私は『スーパーマーケット薬膳』を唱え続けていきます(v_v)





映画の後は、竹熊先生のお話でした。
『みんな命に無頓着、命にアンテナをはってない。』とおっしゃってました。

いつも竹熊先生は
『そろそろ命1番、金は二の次』
とおっしゃいます。

この先生、
面白い人で

私が保育園の調理師の仕事をしていた時、保育園調理師会の役員で、竹熊先生の講演会の後、先生の書籍販売の手伝いを役員全員でしていて、おつりが間違ってないか?を数えていると、先生が来られて

「な〜ん、よか、よか、お金はこのずた袋の中に全部入れとって下さい。どーせうちの大蔵省←(奥様?)に全部いくんだけん。」←〔※標準語訳;あ〜(例え間違ってても)気にしなくて良いですよ〜この(きんちゃく)袋の中に入れといて下さい。どーせ全部うちの奥サン行きですから〕と(笑)

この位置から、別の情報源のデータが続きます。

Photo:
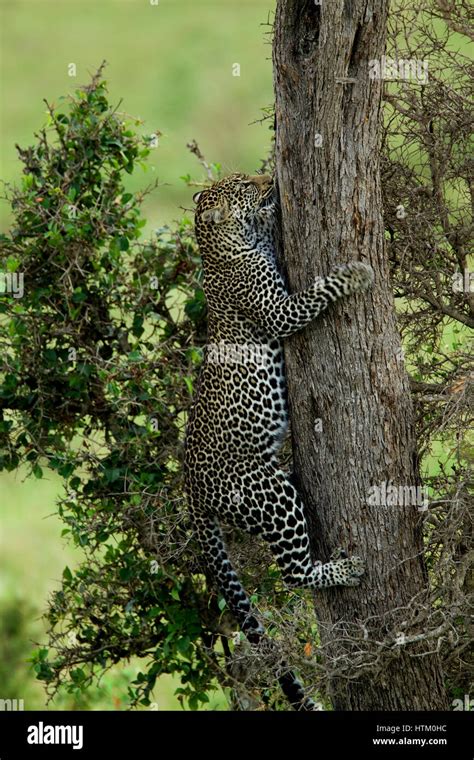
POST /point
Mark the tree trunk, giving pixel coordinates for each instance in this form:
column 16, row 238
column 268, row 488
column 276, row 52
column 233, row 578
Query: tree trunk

…いつも思うのですが、昭和薬科大の田代先生にしても、竹熊先生にしても、本草学院の劉先生にしても…なんで偉い人達ってみんなこんなに謙虚なんでしょう…?f^_^;

ちなみに竹熊先生の養生園に来た医学生達の必須科目は「こいだめ担ぎ」だそうですf^_^;


先生のモットーは


『医は食に

食は農に

農は自然に学べ』

今回も竹熊節は健在でした(^-^)/





それで感じた余談ですがf^_^;


ニュースで見た事ですが。

『うちは給食費ちゃんと払ってんだから子供に「いただきます」言わせないで下さい!』って先生に頼むお母さん♪(^_-)-☆

『いただきます』は『(食材達の)命、いただきます』だと思います。
私達はその命達に生かされてます。